While dry bulk shippers like DryShips, Diana Shipping (NYSE: DSX ) , and Excel Maritime (NYSE: EXM ) face great fluctuations, they're quite transparent ones. Spot market indices are listed on DryShips' own website, and they're updated every single day. That's akin to Apple (Nasdaq: AAPL ) posting a running tally of how many iPhones it's sold to date, or Wal-Mart (NYSE: WMT ) announcing its daily store traffic.
Even though tomorrow's rates are uncertain, you don't have to take blind faith in DryShips' performance between earnings reports. DryShips' fleet is about 70% Panamax by tonnage, so the Baltic Panamax Index, shown in this chart, isn't a bad proxy. A quick glance at those rising Panamax rates should help you visualize the cash bash that DryShips enjoyed in its third quarter.
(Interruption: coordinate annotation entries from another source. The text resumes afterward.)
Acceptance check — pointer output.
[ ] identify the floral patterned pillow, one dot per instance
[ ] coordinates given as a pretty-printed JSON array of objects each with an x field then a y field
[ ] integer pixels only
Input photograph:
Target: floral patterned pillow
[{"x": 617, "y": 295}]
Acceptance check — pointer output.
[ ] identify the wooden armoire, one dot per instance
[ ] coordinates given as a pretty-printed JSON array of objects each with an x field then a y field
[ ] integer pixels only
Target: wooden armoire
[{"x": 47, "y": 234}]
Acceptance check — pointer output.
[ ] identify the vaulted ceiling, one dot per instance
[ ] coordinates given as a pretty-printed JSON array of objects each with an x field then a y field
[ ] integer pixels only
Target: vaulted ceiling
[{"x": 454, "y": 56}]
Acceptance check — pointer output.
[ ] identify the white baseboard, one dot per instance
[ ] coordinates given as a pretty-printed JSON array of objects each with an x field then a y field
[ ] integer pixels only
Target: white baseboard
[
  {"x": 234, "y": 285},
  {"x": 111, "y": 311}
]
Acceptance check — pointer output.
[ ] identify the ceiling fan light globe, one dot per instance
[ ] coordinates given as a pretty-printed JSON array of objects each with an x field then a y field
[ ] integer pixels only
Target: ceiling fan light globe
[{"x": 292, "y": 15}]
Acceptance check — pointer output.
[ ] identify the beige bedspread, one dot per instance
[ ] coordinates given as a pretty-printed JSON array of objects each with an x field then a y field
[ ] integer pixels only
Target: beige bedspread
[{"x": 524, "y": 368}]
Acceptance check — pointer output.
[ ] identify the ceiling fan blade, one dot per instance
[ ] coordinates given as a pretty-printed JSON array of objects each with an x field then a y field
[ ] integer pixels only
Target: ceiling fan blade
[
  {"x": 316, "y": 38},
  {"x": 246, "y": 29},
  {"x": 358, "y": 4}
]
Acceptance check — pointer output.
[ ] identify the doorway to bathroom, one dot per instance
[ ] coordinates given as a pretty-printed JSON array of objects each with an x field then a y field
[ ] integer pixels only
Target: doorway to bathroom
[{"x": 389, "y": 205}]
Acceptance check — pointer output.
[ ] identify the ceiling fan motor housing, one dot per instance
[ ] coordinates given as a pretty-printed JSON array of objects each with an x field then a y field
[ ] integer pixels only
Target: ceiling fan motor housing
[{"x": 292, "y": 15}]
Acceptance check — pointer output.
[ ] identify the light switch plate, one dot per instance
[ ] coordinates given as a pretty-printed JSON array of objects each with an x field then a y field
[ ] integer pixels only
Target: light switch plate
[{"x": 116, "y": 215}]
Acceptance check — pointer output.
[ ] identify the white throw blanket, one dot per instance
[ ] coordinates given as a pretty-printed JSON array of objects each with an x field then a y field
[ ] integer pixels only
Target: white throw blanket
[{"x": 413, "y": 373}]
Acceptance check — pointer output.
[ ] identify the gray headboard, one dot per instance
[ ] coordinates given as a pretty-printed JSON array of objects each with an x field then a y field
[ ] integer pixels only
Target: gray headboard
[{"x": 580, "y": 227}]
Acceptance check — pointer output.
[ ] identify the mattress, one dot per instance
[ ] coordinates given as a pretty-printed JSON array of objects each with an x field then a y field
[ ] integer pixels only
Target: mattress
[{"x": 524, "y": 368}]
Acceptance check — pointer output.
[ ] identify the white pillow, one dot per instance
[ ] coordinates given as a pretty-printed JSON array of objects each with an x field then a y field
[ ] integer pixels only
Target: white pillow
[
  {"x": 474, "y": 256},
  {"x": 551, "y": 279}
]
A few figures help round out the picture. Shipping rates were up almost 120% year over year, while the total cost of daily voyages rose 19%. Factor in a slightly bulked-up fleet, net of some lucrative vessel sales, and you're looking at a more than sixfold rise in operating income, and about 13.5 times the net income.
I've been a bit bothered by DryShips' gains on ship-flipping in the recent past. These sales accounted for 32% of total EBITDA in the first quarter, and 38% in the second. This time around, vessel sales finally retreated to the background, amounting to a far smaller portion of the profit pile.
Maybe it's just part of doing business, but the vessel sales really make a big impact on DryShips' valuation. Exclude them, and the enterprise is valued at a pretty rich 14 times EBITDA. Including the asset disposals brings that multiple down to a more reasonable 11.
Of course, all this may be irrelevant. If Chinese demand for iron ore and coal keeps up in 2008, DryShips will look cheap in retrospect, any way you slice it.